Liberación de los hombres

Entre los años 1965 y 1969 el 59% de las novias de raza blanca y el 25% de las de raza negra llegaron embarazadas al altar en los Estados Unidos, según los cálculos de Janet Jellen, Georg Akerlof y Michael Katz. En ese cálculo hay que resaltar dos notas. La primera es una constatación que trasluce en él: que las relaciones prematrimoniales eran generalizadas en aquellos años. La segunda, más llamativa y sólo en apariencia contrapuesta a la anterior, es que llegaban al altar, es decir, que los hombres se declaraban responsables del cuidado de sus novias y del niño que llevaban en su vientre.

El papel de la mujer en el parentesco es biológico. De ahí brota un impulso muy fuerte para el cuidado de su prole, impulso que de paso es imprescindible para la continuidad de la sociedad. El del hombre no es biológico, sino social o moral. Es necesario que haya en su medio social un conjunto de principios de conducta que le inciten a cuidar de la madre y del niño, porque si no lo hace corre peligro la continuidad de la sociedad. En algún momento de la historia de la humanidad, dice la antropóloga Margaret Mead, se hizo un grandioso descubrimiento: las sociedades tienen que inducir en los varones el deber de aportar cuidados y recursos a las madres y a sus hijos.

Pero ese lazo del varón con la madre y el niño es más débil. En los años a que se refieren los tres economistas citados la norma moral de los varones tenía todavía vigor en USA, pero fue entonces cuando empezó a quebrarse. Lo prueba el que, según ellos, entre los años 1980 y 1984 había descendido al 42% la tasa de las mujeres blancas que contraían matrimonio y al 11% la de las negras, de paso que se disparaba el número de abortos, divorcios e hijos ilegítimos y disminuía el porcentaje de matrimonios.

Una causa importante de todo esto fue la generalización del uso de la píldora anticonceptiva. Las autoridades estadounidenses permitieron su dispensación y uso como anticonceptivo oral el año 1960. Conforme se extendía su uso, disminuía la responsabilidad de los hombres. La mujer empezó a ser responsable única de su embarazo a los ojos de muchos hombres y solamente ella debía afrontar las consecuencias de su actividad sexual. Los hombres fueron quedando poco a poco liberados de su responsabilidad moral, cargando exclusivamente sobre sus compañeras de cama una obligación que en ellas hunde su raíz en la biología.

No fue, por tanto, una liberación de las mujeres, como predicaba el feminismo de aquellos años, sino de los hombres, porque se desvinculó el acto sexual de la procreación. Se debilitó el lazo horizontal entre hombres y mujeres y el vertical entre padres e hijos, algo que ya advirtió Pablo VI en su encíclica Humanae vitae, publicada en aquellas fechas, el día 25 de julio de 1968. En ella se ve con preocupación el hecho de que el acto conyugal vaya a separar los dos principios que lo rigen, el unitivo, entre hombre y mujer, y el procreativo, entre padres e hijos.

Un principio se apoya en el otro, de manera que si uno se debilita o extingue, el otro también.

Con aquella encíclica se puso a prueba la obediencia de los católicos al Papa. La comisión que lo había asesorado ya le había sugerido que admitiera la anticoncepción artificial. Una vez promulgada, los obispos holandeses tardaron cinco días en mostrar su oposición: de los cien que votaron solamente uno se puso del lado del Papa. El 30 de julio de ese mismo año se publicó la Declaración Curran en el New York Times, un documento avalado por doscientos teólogos que animaba a los católicos a desobedecer.

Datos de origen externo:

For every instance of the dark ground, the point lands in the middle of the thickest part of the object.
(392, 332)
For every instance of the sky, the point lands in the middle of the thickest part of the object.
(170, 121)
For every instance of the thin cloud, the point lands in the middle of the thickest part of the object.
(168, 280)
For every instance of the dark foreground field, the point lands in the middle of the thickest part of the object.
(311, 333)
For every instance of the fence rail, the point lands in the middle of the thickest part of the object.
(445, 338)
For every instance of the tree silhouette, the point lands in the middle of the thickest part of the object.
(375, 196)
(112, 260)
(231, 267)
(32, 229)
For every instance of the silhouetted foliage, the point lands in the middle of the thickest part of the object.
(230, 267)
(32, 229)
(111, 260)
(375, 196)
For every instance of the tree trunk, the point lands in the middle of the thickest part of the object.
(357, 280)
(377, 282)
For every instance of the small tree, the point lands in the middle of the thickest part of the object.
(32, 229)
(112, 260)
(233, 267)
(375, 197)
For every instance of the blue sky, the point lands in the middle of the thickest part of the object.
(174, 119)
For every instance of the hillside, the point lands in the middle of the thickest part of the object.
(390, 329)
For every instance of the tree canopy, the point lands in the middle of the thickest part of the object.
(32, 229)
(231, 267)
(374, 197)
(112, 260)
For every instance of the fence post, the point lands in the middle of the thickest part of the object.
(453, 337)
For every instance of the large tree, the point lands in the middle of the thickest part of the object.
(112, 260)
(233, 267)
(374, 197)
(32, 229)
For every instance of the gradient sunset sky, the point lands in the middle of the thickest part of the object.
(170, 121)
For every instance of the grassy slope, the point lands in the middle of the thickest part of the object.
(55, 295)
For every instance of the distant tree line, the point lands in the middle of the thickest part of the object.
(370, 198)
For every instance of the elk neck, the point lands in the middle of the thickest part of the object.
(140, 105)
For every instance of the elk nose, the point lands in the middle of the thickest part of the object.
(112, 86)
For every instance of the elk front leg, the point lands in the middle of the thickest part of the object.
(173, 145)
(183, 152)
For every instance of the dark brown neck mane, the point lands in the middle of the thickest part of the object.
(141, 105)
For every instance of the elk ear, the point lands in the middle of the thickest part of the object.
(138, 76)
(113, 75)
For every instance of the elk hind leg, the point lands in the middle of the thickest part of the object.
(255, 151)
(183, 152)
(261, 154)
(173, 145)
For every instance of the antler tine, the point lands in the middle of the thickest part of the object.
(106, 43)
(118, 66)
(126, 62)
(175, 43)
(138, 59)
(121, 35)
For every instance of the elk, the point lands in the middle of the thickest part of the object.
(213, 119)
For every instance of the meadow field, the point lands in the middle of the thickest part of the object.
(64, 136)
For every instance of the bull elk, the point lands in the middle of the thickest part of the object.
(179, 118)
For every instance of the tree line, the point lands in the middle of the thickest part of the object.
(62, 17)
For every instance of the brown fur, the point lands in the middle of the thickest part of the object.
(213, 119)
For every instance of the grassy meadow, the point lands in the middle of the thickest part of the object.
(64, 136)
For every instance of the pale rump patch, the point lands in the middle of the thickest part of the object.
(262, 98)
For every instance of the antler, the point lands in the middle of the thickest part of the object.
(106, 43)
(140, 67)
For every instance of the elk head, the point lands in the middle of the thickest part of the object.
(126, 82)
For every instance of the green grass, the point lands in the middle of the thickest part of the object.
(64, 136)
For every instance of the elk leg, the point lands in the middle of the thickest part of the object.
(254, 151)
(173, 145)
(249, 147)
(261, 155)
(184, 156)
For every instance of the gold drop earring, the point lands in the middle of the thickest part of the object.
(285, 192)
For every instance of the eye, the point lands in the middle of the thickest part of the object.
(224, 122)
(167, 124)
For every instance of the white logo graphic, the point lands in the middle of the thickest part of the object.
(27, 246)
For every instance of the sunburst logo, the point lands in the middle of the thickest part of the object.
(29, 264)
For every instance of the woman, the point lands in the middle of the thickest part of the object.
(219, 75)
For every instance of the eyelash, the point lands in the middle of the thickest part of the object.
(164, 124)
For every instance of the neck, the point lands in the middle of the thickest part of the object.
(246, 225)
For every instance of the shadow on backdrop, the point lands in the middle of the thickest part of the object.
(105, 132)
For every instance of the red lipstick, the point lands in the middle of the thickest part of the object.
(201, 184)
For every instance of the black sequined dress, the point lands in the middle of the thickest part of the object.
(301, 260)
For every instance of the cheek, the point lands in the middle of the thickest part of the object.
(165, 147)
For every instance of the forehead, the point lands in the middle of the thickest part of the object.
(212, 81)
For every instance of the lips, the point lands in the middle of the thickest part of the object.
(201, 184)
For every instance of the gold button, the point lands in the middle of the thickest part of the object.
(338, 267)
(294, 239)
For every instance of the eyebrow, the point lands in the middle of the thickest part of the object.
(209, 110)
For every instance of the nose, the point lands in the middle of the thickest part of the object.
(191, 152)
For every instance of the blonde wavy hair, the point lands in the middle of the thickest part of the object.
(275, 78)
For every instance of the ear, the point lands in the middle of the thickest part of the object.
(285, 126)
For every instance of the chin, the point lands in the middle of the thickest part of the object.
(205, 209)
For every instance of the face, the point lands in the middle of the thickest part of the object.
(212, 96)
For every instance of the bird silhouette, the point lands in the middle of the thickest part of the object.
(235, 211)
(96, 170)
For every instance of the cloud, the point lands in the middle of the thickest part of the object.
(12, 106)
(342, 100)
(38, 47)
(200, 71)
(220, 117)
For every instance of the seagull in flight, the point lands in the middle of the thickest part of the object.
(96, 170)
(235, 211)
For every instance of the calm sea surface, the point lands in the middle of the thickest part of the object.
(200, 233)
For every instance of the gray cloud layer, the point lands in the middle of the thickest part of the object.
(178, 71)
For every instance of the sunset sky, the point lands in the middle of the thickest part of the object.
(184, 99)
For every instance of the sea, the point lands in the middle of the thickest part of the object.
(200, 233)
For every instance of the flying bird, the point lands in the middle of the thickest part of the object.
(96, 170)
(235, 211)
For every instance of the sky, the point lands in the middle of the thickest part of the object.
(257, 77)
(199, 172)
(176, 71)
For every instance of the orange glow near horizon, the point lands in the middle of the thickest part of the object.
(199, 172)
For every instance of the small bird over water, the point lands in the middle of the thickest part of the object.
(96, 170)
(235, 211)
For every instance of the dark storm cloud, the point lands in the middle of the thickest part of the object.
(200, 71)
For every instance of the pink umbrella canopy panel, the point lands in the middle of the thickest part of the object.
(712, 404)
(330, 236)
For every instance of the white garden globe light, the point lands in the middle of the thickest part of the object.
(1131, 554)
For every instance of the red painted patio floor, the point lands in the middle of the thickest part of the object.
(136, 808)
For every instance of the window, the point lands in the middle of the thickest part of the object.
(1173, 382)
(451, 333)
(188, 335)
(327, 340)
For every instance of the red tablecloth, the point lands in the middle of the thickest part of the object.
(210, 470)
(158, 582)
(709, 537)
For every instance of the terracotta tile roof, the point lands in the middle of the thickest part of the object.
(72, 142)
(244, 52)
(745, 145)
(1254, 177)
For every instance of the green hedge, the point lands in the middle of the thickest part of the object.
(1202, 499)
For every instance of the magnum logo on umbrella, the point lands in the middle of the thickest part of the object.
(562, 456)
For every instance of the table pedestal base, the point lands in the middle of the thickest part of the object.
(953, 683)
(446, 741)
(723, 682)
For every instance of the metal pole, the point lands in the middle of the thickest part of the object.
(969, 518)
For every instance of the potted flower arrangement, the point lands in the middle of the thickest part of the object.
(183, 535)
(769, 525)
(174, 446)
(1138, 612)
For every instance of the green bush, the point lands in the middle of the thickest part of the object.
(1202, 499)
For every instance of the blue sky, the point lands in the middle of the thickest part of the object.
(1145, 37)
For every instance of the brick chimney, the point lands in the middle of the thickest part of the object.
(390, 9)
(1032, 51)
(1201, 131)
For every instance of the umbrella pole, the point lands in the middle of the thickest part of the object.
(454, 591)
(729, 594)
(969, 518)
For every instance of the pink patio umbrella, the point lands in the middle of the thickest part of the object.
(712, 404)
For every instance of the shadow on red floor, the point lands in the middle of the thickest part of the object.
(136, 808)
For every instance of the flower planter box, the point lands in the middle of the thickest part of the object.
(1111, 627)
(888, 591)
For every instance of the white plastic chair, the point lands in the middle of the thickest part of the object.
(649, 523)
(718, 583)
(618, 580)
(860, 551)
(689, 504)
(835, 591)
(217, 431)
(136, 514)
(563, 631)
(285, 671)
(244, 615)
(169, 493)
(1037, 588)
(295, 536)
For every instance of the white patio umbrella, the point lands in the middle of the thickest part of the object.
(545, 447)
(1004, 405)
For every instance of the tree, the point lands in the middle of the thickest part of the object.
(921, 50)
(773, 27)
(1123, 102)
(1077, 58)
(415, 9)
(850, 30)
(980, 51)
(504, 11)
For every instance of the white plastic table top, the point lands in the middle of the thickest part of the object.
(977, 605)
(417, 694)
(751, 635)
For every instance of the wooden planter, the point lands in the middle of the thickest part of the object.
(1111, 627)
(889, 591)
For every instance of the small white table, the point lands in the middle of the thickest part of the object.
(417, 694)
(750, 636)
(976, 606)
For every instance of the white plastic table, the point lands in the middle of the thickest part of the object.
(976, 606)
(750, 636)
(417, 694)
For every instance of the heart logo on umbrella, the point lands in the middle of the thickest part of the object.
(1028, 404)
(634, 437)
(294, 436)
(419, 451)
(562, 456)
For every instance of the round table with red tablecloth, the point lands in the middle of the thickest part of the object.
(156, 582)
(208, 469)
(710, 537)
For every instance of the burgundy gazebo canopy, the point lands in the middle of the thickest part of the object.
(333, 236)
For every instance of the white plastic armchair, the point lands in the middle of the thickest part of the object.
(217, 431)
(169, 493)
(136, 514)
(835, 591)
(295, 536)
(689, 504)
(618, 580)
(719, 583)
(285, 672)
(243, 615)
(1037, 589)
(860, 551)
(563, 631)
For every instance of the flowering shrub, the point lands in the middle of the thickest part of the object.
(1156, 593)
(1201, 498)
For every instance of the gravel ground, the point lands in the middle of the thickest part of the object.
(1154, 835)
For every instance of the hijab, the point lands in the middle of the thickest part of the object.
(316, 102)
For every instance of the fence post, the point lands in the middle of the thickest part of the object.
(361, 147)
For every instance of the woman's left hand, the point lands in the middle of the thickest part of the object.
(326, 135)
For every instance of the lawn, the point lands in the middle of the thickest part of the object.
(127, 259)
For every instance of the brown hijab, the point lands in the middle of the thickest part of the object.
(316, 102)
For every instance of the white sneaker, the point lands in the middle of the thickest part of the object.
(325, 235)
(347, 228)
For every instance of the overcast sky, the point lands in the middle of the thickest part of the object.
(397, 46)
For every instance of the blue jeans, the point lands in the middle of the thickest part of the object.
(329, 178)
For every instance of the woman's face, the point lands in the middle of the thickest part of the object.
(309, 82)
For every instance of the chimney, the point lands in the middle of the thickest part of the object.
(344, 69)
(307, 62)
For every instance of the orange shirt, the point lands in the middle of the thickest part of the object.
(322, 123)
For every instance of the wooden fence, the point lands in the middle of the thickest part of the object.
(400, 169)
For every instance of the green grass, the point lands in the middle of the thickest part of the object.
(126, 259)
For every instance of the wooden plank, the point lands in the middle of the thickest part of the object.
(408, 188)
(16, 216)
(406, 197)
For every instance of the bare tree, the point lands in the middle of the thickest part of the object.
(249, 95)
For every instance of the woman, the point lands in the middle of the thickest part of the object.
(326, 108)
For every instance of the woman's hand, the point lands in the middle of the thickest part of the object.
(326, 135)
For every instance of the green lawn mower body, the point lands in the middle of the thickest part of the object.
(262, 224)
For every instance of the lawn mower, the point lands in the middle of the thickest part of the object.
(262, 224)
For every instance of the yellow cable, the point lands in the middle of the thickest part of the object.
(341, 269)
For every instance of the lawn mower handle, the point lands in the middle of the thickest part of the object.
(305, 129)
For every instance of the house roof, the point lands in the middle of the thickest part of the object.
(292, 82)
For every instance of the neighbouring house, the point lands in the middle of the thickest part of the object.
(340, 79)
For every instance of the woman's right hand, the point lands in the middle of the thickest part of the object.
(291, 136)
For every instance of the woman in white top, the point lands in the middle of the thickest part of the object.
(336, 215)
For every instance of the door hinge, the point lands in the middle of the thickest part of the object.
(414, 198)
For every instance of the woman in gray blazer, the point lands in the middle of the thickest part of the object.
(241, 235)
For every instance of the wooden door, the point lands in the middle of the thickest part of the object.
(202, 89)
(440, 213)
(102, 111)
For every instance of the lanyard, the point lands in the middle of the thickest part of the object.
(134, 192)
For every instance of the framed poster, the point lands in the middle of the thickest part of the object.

Fue una prueba de fuego para la Iglesia Católica. La encíclica fue despreciada, impugnada, ridiculizada o simplemente preterida. En aquella década sucedió el año de la revolución sexual, el 68. «Haz el amor y no la guerra» fue la bandera de aquellos «revolucionarios», un lema que, con una extensión menor que la de un «tweet», resumía la separación de la actividad sexual y los posibles hijos.

Hoy, sin embargo, hay que admitir que el pontífice había sabido ver en la oscuridad. Que la erosión del principio procreativo, como él le llamaba, llevaba consigo la del principio unitivo.

La secuela de divorcios, abortos, disminución de la tasa de nacimientos, aumento del número de individuos que viven solos, de la irrupción arrolladora del sexo en política, etc., tiene su origen en aquella década de los sesenta.